Barack Obama, the man that could have brought us even further forward in eliminating racial bias in this country has more likely started a "debate" that is going to put America in reverse. While the 1970s were an important part of the growth of our country and racial progress, reliving them is going to be detrimental. Obama may have missed growing up black in America but he shouldn't be hanging out with people who are angry, racist and anti-American just because he wants to know what it would have felt like if he had.

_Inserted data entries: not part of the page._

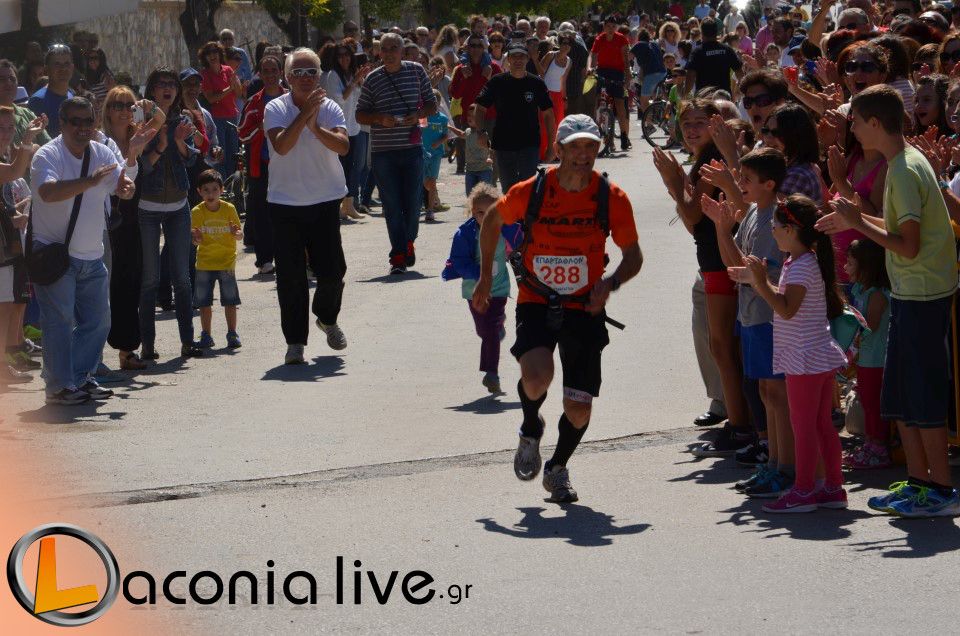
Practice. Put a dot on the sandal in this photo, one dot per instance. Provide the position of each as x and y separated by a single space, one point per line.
130 361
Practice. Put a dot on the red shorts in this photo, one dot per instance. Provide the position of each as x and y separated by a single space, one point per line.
719 283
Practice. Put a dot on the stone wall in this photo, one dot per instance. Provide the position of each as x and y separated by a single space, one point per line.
136 42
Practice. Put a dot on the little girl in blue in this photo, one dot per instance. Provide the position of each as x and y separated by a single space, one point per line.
464 262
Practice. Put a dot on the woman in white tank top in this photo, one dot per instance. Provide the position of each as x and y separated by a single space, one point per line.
556 65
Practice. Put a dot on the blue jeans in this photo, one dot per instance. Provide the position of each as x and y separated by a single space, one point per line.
517 165
473 178
229 141
399 176
75 319
176 234
353 163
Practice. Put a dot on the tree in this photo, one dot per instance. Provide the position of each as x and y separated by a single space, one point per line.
197 23
293 16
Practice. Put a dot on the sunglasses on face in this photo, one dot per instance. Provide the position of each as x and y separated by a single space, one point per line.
761 101
78 122
851 67
953 56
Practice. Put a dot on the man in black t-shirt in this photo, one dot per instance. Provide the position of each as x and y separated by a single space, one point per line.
710 63
518 97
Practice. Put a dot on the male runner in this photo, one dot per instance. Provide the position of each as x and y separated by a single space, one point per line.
562 291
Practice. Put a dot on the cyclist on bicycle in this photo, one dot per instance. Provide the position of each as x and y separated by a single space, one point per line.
609 57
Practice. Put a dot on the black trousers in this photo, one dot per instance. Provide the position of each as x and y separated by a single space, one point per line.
301 232
125 273
257 208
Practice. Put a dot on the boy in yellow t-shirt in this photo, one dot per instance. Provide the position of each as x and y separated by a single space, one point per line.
216 229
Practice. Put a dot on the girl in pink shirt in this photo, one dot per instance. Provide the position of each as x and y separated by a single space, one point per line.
803 349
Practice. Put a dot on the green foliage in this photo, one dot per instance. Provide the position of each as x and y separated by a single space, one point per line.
323 14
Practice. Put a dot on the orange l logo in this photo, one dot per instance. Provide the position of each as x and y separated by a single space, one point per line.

Criminal Profiler Pat Brown

1 comment:

Anonymous said...

So I finally went to the website everybody has bee talking about and I cannot quite understand what exactly is wrong with it, let alone scaring or dangerous. I had the rug-pulled-out feeling, too, when I read media accounts of Reverend Wright and especially his latest speeches. Then Fox posted the transcript of one and what I found was in no way anti-white or anti-American. A viewpoint that is debatable (blacks and whites are different) and another that I absolutely agree with (difference does not mean deficiency). Half the comments after the transcript agreed with my view, some even thanked Fox for providing the original transcript that belied the media caricatures. That Obama had to distance himself from him says more about the extreme (I would say narcisstic) touchiness of mainstream America than about him I agree with Obama that times have changed and that difference should not be emphasised, but this Reverend cannot help belonging to a earlier generation. As a white European (female) I did not know about the Tuskegee experiment so I googled for it and THAT was outrageous, THAT took my breath away. And this experiment was only ended by a whistle-blower in 1972 - roughly the time I entered college (as did you), so this is in no way ancient history.

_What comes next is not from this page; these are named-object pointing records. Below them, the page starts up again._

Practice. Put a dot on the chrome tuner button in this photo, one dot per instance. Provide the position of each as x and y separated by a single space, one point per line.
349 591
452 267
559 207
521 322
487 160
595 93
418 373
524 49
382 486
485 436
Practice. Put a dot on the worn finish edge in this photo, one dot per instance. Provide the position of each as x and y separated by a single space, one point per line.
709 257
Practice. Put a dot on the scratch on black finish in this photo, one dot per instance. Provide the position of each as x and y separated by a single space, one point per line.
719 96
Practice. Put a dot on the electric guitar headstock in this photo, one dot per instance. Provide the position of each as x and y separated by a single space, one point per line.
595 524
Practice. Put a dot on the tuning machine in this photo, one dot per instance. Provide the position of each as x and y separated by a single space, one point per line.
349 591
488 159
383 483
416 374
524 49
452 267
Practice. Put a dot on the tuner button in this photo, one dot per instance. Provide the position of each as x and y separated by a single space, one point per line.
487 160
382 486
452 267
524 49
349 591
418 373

But I suppose as a European I am a socialist from the American point of view no matter what my own definition of my policies. For instance, to me Hillary is a right-winger par excellence, in fact I regard her as a Republican, so you should not be afraid af the results of the election. But as a European I clearly do not count:((
To answer your last post on Obama: you seem to forget that the incident you label as contrived happened 40 years ago while your experiences with your adopted son are much more recent. So what was an amusing story in your life may have been more traumatic in earlier times, don't you think?

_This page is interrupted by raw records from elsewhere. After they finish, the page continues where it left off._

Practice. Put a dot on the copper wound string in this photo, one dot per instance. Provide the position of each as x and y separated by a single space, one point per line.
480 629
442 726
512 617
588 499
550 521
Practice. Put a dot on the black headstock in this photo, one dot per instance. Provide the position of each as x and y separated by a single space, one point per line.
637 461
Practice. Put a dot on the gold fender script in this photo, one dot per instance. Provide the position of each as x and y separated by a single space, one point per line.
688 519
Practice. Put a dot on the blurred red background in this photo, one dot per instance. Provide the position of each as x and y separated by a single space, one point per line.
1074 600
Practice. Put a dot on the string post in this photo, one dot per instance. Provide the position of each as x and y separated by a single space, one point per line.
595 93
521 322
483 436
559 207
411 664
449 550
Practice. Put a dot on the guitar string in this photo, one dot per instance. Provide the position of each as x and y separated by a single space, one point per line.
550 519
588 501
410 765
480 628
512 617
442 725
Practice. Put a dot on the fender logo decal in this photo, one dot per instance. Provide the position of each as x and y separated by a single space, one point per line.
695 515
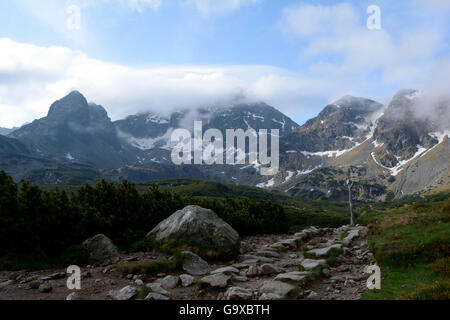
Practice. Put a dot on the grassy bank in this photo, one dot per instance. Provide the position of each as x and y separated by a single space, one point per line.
411 245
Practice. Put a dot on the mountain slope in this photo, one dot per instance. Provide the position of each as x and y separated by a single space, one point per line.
76 131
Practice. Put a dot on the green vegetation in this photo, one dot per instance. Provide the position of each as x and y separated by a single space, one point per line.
44 224
151 268
411 245
143 292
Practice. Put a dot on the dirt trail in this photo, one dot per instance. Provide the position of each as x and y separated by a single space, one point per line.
269 267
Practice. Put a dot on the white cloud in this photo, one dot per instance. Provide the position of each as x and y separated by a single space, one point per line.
32 77
210 7
337 43
435 5
312 20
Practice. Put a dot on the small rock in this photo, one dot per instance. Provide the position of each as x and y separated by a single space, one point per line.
139 282
277 287
245 247
226 270
157 288
101 249
252 271
6 283
324 252
312 296
156 296
295 276
267 269
241 278
310 264
126 293
187 280
218 280
45 288
270 296
238 293
195 265
34 284
168 282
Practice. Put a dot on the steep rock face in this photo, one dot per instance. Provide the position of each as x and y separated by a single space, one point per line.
430 171
101 249
400 133
199 225
339 126
77 131
6 131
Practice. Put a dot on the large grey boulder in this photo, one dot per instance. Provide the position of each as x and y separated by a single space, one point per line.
126 293
200 226
101 249
278 288
218 280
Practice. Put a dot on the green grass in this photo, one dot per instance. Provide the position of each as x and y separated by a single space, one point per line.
411 245
400 281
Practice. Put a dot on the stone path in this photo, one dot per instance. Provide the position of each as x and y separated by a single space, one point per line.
269 267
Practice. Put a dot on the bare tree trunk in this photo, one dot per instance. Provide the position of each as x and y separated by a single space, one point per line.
352 218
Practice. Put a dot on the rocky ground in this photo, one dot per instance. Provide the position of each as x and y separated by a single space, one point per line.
269 267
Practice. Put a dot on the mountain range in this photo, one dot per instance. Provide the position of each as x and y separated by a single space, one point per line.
395 150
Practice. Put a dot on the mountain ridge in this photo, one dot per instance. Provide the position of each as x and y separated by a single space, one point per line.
362 131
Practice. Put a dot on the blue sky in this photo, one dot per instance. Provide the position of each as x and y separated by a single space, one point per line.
137 55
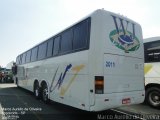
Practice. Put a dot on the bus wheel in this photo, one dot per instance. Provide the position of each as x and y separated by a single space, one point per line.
45 93
36 90
153 97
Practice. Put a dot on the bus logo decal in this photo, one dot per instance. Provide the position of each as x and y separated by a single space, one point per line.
122 38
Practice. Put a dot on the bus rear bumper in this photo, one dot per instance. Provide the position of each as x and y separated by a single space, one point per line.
114 100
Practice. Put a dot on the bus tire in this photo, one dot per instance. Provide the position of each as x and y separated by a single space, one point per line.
45 93
153 97
36 90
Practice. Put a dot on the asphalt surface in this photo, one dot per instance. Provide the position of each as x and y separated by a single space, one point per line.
19 104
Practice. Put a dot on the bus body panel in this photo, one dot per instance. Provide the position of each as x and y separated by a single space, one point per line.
120 64
71 77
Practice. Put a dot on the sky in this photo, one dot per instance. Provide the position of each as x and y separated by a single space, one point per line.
25 23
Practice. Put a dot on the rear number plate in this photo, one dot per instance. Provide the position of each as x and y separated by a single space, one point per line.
126 101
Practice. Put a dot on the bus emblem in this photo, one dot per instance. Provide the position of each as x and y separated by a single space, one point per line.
123 38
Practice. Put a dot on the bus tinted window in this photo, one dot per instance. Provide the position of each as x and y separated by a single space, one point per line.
50 48
28 56
23 58
34 54
152 51
42 51
56 46
66 41
80 35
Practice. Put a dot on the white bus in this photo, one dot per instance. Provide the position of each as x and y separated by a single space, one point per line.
152 71
95 64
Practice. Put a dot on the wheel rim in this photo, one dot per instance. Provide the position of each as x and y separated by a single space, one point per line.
154 98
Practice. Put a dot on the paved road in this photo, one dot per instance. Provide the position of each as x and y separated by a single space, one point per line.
18 104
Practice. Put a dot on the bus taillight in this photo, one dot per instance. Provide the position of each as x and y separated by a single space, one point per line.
99 84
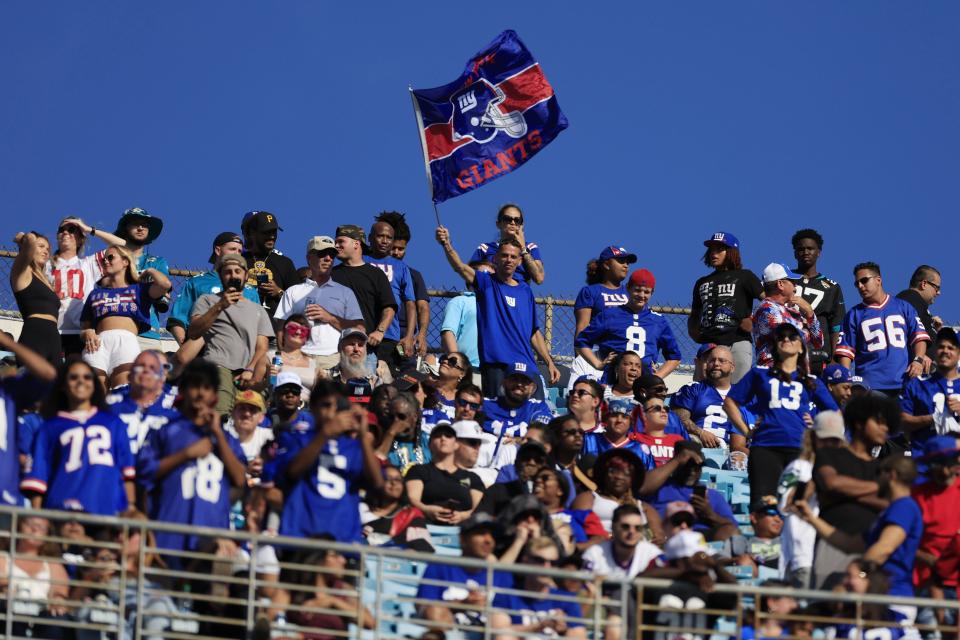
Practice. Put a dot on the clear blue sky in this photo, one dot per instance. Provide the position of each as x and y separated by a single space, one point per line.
753 117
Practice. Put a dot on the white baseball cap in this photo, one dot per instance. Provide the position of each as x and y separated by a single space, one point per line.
778 271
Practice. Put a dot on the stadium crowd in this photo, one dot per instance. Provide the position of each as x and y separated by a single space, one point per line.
308 402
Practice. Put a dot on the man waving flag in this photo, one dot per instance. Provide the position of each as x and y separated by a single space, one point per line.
498 114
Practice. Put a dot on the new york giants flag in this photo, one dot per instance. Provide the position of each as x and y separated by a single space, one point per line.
498 114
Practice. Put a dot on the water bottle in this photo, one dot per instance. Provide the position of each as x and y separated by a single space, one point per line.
278 363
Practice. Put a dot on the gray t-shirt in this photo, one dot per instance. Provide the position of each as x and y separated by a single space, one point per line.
232 339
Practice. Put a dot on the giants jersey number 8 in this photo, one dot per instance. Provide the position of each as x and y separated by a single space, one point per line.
878 334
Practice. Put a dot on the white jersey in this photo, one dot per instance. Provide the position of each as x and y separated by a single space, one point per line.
73 280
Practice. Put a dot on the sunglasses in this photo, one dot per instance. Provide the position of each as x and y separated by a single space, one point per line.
451 361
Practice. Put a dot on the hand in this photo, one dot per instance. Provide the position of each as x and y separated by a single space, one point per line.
316 313
443 236
709 440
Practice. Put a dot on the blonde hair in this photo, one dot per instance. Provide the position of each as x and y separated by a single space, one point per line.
132 274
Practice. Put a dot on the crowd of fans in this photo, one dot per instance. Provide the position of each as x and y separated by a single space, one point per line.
308 402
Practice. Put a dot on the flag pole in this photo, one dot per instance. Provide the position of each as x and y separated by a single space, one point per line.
423 149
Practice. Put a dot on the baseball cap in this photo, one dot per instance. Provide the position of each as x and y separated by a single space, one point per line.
643 278
287 377
321 244
835 374
353 331
686 544
248 396
359 390
947 333
829 424
617 252
468 430
352 231
778 271
723 238
261 221
223 238
231 258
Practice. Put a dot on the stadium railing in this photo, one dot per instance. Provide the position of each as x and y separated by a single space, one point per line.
223 590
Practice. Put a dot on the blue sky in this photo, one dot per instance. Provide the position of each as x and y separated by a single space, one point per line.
758 118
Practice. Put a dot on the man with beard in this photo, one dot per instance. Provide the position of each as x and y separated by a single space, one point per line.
267 269
330 307
931 404
699 405
714 515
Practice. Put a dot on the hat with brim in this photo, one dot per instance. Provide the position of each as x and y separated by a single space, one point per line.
154 225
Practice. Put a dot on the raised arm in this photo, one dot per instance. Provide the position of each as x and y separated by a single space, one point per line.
464 270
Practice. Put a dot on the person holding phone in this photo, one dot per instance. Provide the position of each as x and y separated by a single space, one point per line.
236 332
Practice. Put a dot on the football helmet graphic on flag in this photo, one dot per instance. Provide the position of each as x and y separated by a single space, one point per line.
477 113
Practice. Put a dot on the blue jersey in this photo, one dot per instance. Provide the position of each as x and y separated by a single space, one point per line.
80 463
506 320
401 282
597 297
141 421
201 285
878 338
487 250
780 406
904 513
195 493
597 443
16 393
503 420
924 396
705 405
619 329
132 301
326 499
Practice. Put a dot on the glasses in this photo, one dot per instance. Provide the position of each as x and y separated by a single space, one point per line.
451 361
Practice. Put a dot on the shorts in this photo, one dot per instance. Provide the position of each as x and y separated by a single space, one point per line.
117 347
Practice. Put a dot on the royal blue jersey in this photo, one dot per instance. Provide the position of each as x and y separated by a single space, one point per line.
326 499
924 396
597 297
141 421
618 329
879 337
195 493
904 513
705 405
16 394
597 443
513 422
506 320
487 250
780 406
132 301
80 463
401 282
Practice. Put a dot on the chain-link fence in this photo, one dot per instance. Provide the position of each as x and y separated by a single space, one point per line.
555 314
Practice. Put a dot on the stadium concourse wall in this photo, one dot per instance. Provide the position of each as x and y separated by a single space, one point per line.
554 313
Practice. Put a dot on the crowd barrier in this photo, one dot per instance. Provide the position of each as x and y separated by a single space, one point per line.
231 588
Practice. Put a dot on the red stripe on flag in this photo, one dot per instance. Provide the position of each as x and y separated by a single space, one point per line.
525 90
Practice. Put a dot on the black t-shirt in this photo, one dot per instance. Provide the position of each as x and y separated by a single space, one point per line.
441 487
721 300
371 287
275 268
844 512
826 298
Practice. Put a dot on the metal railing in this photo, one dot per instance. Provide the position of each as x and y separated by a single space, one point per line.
229 588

Pity, I used to like your crime analysis and once - in the McCann case - you even asked me to e-mail you privately since you liked my contribution to your analysis. I am now happy that I did not. Good criminal analysis does not seem to equal good economic reasoning, which would see the connection between Republican policies and the new great depression America is heading for, dragging all of us along. Good criminal profiling does not mean that the profiler sees what corporations have been getting away with lately and where the trend is headed for. Sad.